Last night, I spent some time scrolling through TenNapel's Twitter feed. What I could uncover was standard Christian boilerplate that large swaths of the American public believes. Hell, as a Catholic, I believe a lot of the same stuff. I may be more liberal than TenNapel in that I've made my peace with the legality of things I find dubiously moral -- but then again, maybe not. I haven't had a chance to ask the guy. Suffice it to say that I unearthed no evidence of prejudicial or criminal behavior on TenNapel's part; I just found wrongthink.
Thus, I think Murphy made a bad call. I'm not going to hate him for it; because he's corporate, I've no doubt he's under insane pressure to conform. All the same, he shouldn't have buckled because he didn't do anything wrong. All he did was sell ketchup to a hot dog vendor; he didn't endorse everything that vendor believes. Seriously: it's not like TenNapel's hot dogs are stamped with an anti-LGBT logo or anything. Earthworm Jim and Bigfoot Bill are all-ages comics that don't address that particular issue at all. Thus, drawing a cover for Bigfoot Bill 2 only indicates -- that Murphy likes Bigfoot Bill. It tells you nothing else.
As I remarked on Twitter, we have to get away from this crazy notion that having a working relationship with somebody means you get all his wrongthink cooties. To be sure, if you personally don't want to do projects with TenNapel because he's an evangelical Christian with typical evangelical Christian views, that's your right. But if someone like Murphy makes a different choice because, like me, he thinks throwing supposed wrongthinkers into the outer darkness doesn't actually change minds? Butt the eff out. Other people's business is, well -- not your damn business.

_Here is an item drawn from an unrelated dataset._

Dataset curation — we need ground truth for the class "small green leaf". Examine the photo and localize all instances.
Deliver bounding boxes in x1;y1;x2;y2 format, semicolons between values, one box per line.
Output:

I don't want to live in world in which I have to vet every single person I associate with on a professional level. Quite frankly, that's a ludicrously restrictive standard to meet -- especially since SJW's move their goal posts on an hourly basis. As matter of fact, said sharks, smelling Murphy's blood in the water, are now demanding that he disavow Blake Northcott, whose only sin (as far as I can tell) is a failure to denounce all #Comicsgaters as hatey-hatey-hatemongers. As we're seeing in real time, as soon as you give in to these people, they will never effing stop because they're malicious little effers who get off on their power to intimidate.
I was listening to one of Dennis Prager's "fireside chats" last night and was consequently introduced to one of his many fantastic formulations: "compassion in the micro, standards in the macro." By all means, if it's what you believe, push to make our society more tolerant of the LGBT community. But if you encounter someone in your professional life who opposes the normalization of LGBT lifestyles, maintaining that person's friendship and trust might actually redound to your benefit. At the very least, you'll learn the roots of that particular person's resistance and consequently discover how to fight for your cause more effectively. And maybe - just maybe - you'll manage to shift at least one man's point of view.
Like I said above, I don't think driving politically unpalatable creators to starvation will change their minds. On the contrary, I think that will only feed into their sense of persecution and thus further entrench their views. No: treat these creators kindly instead. Appeal to their common humanity because that's what actually persuades.
And if minds don't get changed? Don't worry: you can still sell your ketchup to that bigoted hot dog vendor. Don't let anyone convince you that you can be tainted by mere commerce. It's not true. Otherwise, as Zack has pointed out, Crest would have to stop selling toothpaste to prisoners on death row.